まるでデビッド・リンチ作品かなんかのような、なかなか衝撃的なオープニング。
これもまた、『ゾディアック』同様、「殺人のある日常」を描く作品で、こちらのほうがスケールが小さい「村」が舞台であるため、その自家中毒的な空気はより濃密かつ影響力も多大で、それだけに「事件が狂気を生む」構造はこちらのほうがより説得力がある。というか、現実の連続殺人事件をベースにしていること、「事件についての話」じゃなくて「事件を追う人についての話」であることなど、フィンチャーの『ゾディアック』は、この作品を下敷きにした可能性が高い。

ずさんな捜査、能力が低くやたら暴力的な刑事たち、事件に影響されまくる村人。
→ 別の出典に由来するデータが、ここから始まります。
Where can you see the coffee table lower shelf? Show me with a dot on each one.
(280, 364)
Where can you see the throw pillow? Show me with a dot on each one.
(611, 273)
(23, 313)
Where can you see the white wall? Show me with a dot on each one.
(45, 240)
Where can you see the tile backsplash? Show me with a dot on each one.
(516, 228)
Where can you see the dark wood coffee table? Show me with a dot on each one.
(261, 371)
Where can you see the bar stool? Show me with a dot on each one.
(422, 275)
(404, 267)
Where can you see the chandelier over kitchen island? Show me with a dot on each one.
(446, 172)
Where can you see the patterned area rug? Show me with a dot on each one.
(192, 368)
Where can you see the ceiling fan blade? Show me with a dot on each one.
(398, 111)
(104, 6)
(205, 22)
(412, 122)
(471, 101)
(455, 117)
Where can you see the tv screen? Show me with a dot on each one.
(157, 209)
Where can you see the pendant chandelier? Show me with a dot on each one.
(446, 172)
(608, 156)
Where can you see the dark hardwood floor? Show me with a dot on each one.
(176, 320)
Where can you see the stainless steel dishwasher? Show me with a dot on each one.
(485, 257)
これらをオフビートなコメディとも、皮肉なリアリズムとしても使いこなす手腕は凄まじい。基本的に観客が「そんなバカな!」と思った推理は演出上当たってそうに見えても絶対外す、とかのキャラクターとの距離の取り方、観客の期待をハズしつつ掴む演出は実に上手い。

で、これで低温度の映画だったらそのアザトイやり口がハナにつくところだが、主役二人の出会いが土手からのドロップキック*1だとか、頭の弱い容疑者(しかもその容疑がまたいいかげん)をメチャクチャに拷問するとか、表現がやたらめったら暴力的なので、ぜんぜん「頭でっかち」な映画になってない。

そして主役の一人は映画から完全に退場し、もう一人も事件からおりてしまうラストに、まだ突きつけられる「事件は終わっていない」という現実。
ポン・ジュノ監督のとことん人を追い詰める性格の悪さが、この映画を傑作たらしめていると確信した。
しかし、よくこんな映画が大ヒットするなぁ、韓国は奥が深いよ。『ダークナイト』でアメリカについてもそう思ったけど。